NewsMedizinProbiotikum bessert autistisches Verhalten von Mäusen
Als E-Mail versenden...
Auf facebook teilen...
Twittern...
Drucken...

Medizin

Probiotikum bessert autistisches Verhalten von Mäusen

Freitag, 17. Juni 2016

Houston – Der Nachwuchs von adipösen Mäusen zeigt autistische Verhaltensweisen, die Forscher in Cell (2016; 165: 1762-1775) auf eine Veränderung der Darmflora der Tiere zurückführen. Tatsächlich konnte das Verhalten der Tiere durch die Fütterung mit bestimmten Milchsäurebakterien teilweise normalisiert werden. Dabei kam es zu einem Anstieg der Oxytocin-Werte und einer emotionalen Lernreaktion im Gehirn.

Die Ursache von Autismus-Spektrum-Störungen (ASD) ist nicht bekannt. Die meisten Experten vermuten eine Entwicklungsstörung des Gehirns. Neuere epidemiologische Studien weisen jedoch darauf hin, dass auch Ernährungsfaktoren eine Rolle spielen könnten. Sie haben beispielsweise gezeigt, dass Kinder von Müttern, die während der Schwangerschaft übergewichtig waren, häufiger eine ASD entwickeln als die Kinder normalgewichtiger Mütter (Austism Research 2016; doi: 10.1002/aur.1586). Ein Bindeglied könnte die Darmflora sein, zumal Patienten mit ASD häufiger unter gastrointestinalen Störungen leiden.

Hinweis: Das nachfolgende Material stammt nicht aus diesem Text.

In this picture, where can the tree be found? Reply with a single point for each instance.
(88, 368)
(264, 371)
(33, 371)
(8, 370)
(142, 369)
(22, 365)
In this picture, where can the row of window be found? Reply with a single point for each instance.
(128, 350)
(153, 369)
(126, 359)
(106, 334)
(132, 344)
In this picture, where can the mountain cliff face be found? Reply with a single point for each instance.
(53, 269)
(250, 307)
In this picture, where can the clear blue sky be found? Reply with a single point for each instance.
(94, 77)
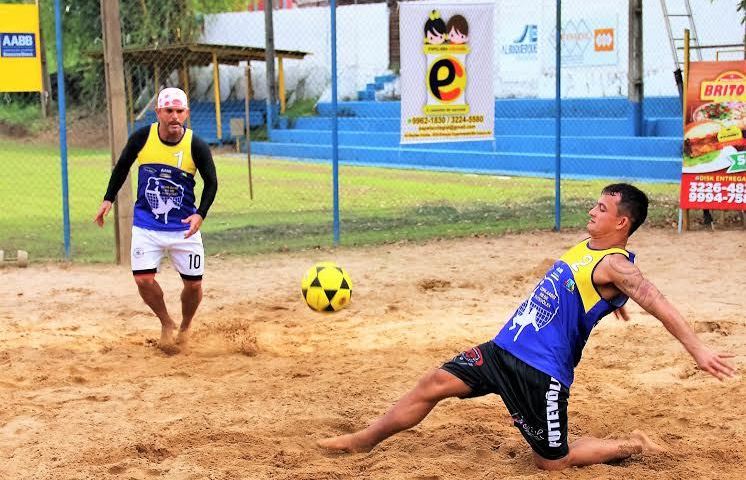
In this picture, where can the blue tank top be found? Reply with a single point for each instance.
(549, 330)
(165, 183)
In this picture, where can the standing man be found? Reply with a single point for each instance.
(165, 217)
(530, 362)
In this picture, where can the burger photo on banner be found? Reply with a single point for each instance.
(714, 153)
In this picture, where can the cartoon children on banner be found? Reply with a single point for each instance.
(446, 49)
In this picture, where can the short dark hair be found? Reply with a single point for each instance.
(633, 203)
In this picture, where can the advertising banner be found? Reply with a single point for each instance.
(714, 167)
(588, 40)
(20, 58)
(446, 72)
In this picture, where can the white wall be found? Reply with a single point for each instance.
(362, 47)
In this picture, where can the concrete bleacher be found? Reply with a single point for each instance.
(597, 139)
(202, 118)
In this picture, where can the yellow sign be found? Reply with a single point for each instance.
(727, 86)
(20, 49)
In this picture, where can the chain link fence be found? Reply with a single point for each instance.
(276, 189)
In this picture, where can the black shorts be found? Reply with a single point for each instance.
(536, 401)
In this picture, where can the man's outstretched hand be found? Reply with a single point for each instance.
(621, 314)
(102, 212)
(195, 221)
(715, 363)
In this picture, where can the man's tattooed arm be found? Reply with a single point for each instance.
(625, 275)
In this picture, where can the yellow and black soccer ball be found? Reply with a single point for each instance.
(326, 287)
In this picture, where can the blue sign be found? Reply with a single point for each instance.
(525, 44)
(18, 45)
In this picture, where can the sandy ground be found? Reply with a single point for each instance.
(84, 393)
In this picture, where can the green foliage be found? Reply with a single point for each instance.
(143, 22)
(301, 108)
(292, 204)
(23, 115)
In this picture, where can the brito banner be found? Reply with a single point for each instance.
(714, 166)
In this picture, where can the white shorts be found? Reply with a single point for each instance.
(150, 246)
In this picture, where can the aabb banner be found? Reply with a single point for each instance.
(446, 72)
(20, 59)
(714, 168)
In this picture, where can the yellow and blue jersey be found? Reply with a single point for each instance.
(165, 183)
(550, 329)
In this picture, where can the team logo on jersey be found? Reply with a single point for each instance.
(538, 310)
(163, 196)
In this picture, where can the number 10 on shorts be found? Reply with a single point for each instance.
(194, 261)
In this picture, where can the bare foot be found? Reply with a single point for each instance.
(345, 443)
(182, 338)
(166, 344)
(648, 446)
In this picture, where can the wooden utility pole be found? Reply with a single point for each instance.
(116, 99)
(269, 36)
(635, 85)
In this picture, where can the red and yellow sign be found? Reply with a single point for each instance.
(714, 167)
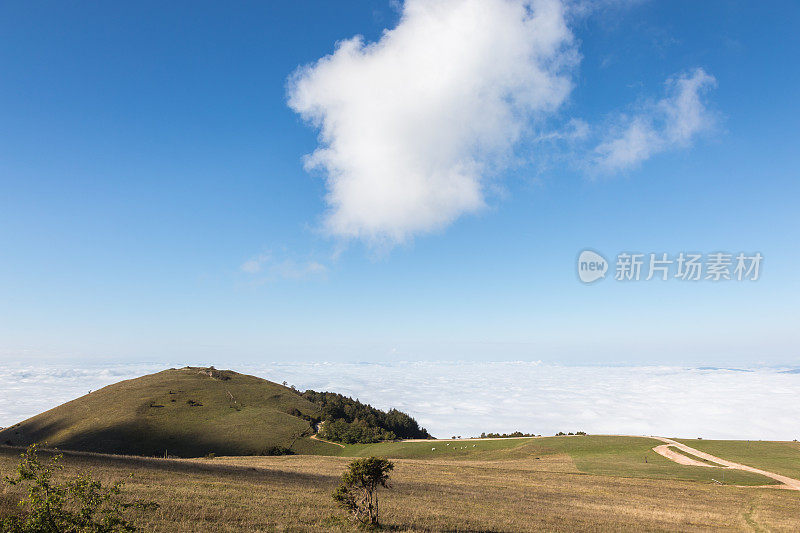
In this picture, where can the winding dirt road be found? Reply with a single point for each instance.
(664, 449)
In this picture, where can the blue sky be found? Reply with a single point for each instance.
(155, 205)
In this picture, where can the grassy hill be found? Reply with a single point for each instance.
(592, 483)
(187, 412)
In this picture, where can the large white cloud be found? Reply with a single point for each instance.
(672, 122)
(412, 125)
(465, 398)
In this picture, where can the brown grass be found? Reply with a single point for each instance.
(528, 494)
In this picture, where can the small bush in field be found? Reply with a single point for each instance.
(358, 491)
(79, 504)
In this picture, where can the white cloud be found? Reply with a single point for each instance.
(672, 122)
(465, 398)
(411, 126)
(271, 268)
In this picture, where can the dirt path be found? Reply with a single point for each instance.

Das Team um den Neurowissenschaftler Mauro Costa-Mattioni vom Baylor College of Medicine in Houston hat hierzu eine Reihe von aufschlussreichen Experimenten an Mäusen durchgeführt. Zunächst wurden 60 weibliche Mäuse mit einer fettreichen Diät gemästet, die mehreren Fastfood-Mahlzeiten am Tag entsprach. Der Nachwuchs wurde nach der Entwöhnung von den Müttern getrennt und normal ernährt. Er zeigte Verhaltensauffälligkeiten, wie die Vermeidung von Kontakten mit anderen Mäusen, die sich als autistische Persönlichkeitsmerkmale deuten lassen. Die Untersuchung der Stuhlproben ergab, dass die „autistischen“ Mäuse eine veränderte Darmflora hatten.

Anzeige

Als nächstes brachten die Forscher die „autistischen“ Mäuse mit gesunden Tieren in einen Käfig zusammen. Da Mäuse koprophag sind, also die Feaces anderer Tiere verzehren, war eine Angleichung der Darmflora aller Käfigtiere zu erwarten. Dies war denn auch nach kurzer Zeit nachweisbar. Auch das Verhalten der „autistischen“ Tiere veränderte sich. Die Tiere zeigten ein größeres Interesse an Sozialkontakten.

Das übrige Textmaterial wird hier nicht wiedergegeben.